How many measurements should the astronomer make if they want the probability of a mismeasurement larger than 1 light year to be no more than 0.01?

Hint: recall that \(\mathbb{E}[ \overline{X}_n ] = \mathbb{E}[X_1]\) and \(\operatorname{Var}( \overline{X}_n ) = \operatorname{Var}(X_1)/n\).

Cauchy Schwarz Inequality

Theorem: Cauchy Schwarz for random variables

Let \(X\) and \(Y\) be two random variables with finite second moments. Then, \[|\mathbb{E}[XY]| \leq \sqrt{\mathbb{E}[X^2] \,\mathbb{E}[Y^2]}.\]

Corollary

Let \(X\) and \(Y\) be two random variables with finite second moments. Then, \[|\operatorname{Cov}(X, Y)| \leq \sqrt{\operatorname{Var}(X) \, \operatorname{Var}(Y)}.\]
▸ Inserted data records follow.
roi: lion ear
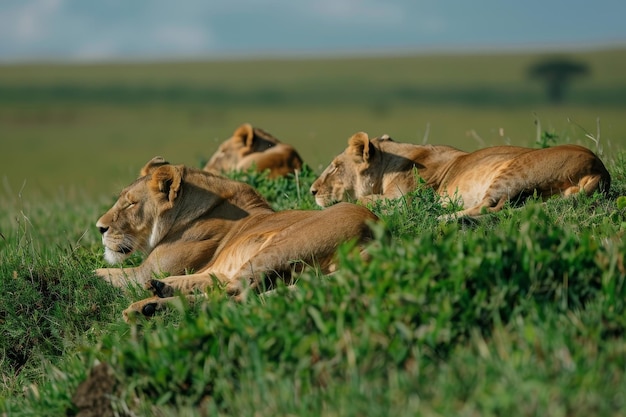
[139,156,169,178]
[234,123,254,148]
[348,132,374,162]
[150,164,184,203]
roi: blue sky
[0,0,626,62]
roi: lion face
[310,132,377,207]
[204,123,279,173]
[96,157,180,264]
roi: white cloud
[0,0,62,42]
[304,0,405,24]
[151,25,213,54]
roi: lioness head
[204,123,280,173]
[310,132,391,207]
[96,157,184,264]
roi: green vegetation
[0,49,626,197]
[0,50,626,416]
[0,148,626,416]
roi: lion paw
[122,300,162,323]
[146,279,174,298]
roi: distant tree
[528,57,591,104]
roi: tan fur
[204,123,302,178]
[311,132,611,217]
[96,157,377,318]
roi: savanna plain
[0,49,626,416]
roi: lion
[310,132,611,219]
[95,157,378,321]
[204,123,303,178]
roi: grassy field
[0,50,626,196]
[0,50,626,416]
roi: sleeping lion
[310,132,611,219]
[204,123,302,178]
[96,157,377,321]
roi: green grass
[0,49,626,196]
[0,50,626,416]
[0,145,626,416]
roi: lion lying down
[96,157,377,320]
[204,123,302,178]
[311,132,611,219]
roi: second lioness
[96,157,377,319]
[204,123,302,178]
[311,132,611,216]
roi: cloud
[0,0,62,43]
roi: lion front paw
[146,279,174,298]
[122,298,163,323]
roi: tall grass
[0,142,626,416]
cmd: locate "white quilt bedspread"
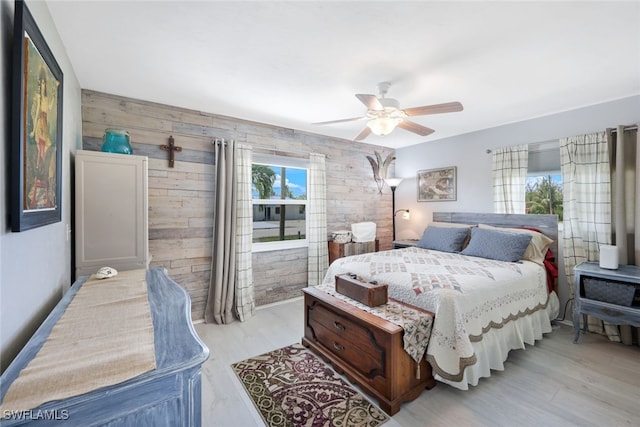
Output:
[324,247,551,382]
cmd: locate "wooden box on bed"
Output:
[336,273,389,307]
[302,287,435,415]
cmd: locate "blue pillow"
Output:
[418,226,469,252]
[461,228,532,262]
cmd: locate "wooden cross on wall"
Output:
[160,135,182,168]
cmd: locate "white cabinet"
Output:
[75,150,149,277]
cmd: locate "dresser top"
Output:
[575,262,640,282]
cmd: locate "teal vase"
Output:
[100,128,133,154]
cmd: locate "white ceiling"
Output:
[47,0,640,148]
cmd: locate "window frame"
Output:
[251,154,310,252]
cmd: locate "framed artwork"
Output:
[10,1,62,231]
[418,166,457,202]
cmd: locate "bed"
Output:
[308,213,559,396]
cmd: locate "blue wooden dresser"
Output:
[573,262,640,343]
[0,269,209,427]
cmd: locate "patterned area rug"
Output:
[231,344,389,427]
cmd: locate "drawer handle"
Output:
[602,308,622,317]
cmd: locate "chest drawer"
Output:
[309,305,385,376]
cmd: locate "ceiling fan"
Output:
[314,82,462,141]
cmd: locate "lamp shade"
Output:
[367,117,402,136]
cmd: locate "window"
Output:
[525,141,563,221]
[251,155,308,252]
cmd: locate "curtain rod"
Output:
[251,145,311,159]
[610,125,638,133]
[211,138,311,159]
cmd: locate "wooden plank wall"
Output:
[82,90,393,320]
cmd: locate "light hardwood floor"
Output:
[196,298,640,427]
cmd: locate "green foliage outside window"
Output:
[525,175,562,221]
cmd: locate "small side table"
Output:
[393,239,418,249]
[573,262,640,343]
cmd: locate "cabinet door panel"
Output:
[75,151,148,275]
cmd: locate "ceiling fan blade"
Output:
[311,117,366,125]
[398,120,435,136]
[353,126,371,141]
[356,93,384,111]
[404,102,462,116]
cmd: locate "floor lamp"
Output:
[384,178,409,241]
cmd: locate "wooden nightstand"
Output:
[573,262,640,343]
[393,239,418,249]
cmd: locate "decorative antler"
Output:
[367,151,396,194]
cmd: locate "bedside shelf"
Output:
[573,262,640,343]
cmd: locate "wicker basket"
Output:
[583,277,636,307]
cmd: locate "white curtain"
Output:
[607,126,640,345]
[204,140,255,323]
[235,144,256,322]
[307,153,329,286]
[491,145,529,214]
[560,132,619,340]
[560,132,611,297]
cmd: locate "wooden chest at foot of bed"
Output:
[336,273,389,307]
[302,287,435,415]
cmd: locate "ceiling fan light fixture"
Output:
[367,117,402,136]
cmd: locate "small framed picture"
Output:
[417,166,457,202]
[11,1,62,231]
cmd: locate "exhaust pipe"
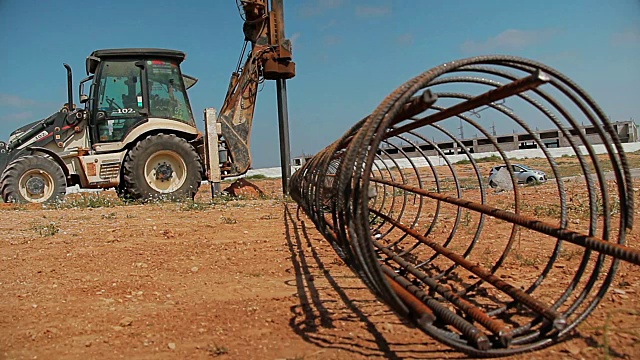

If, in addition, \(\operatorname{Var}(X) > 0\) and \(\operatorname{Var}(Y) > 0\), then \[|\operatorname{Corr}(X, Y)| \leq 1.\]

Jensen’s Inequality

Recall that a function \(f: {\mathbb{R}}\to {\mathbb{R}}\) is convex if for any \(x, y \in {\mathbb{R}}\) and \(\lambda \in [0, 1]\), we have \[f(\lambda x + (1 - \lambda) y) \leq \lambda f(x) + (1 - \lambda) f(y).\]

Theorem

Let \(X\) be a random variable with finite mean and let \(f: {\mathbb{R}}\to {\mathbb{R}}\) be a convex function. Then, \[f(\mathbb{E}[X]) \leq \mathbb{E}[f(X)].\]

Questionable friendships

Exercise 4

Your friend offers to play the following game with you.

1. Your friend pays you $49 to roll 2 standard 6-sided dice.
2. If you see \(x\) pips, you pay your friend $\(x^2\).
3. Repeat as many times as you like, and your friend will keep paying you $49 each time.

How many times should you play this game? Justify your answer.

Followup on Jensen’s inequality

Exercise 5

Show that the variance of a random variable is always non-negative.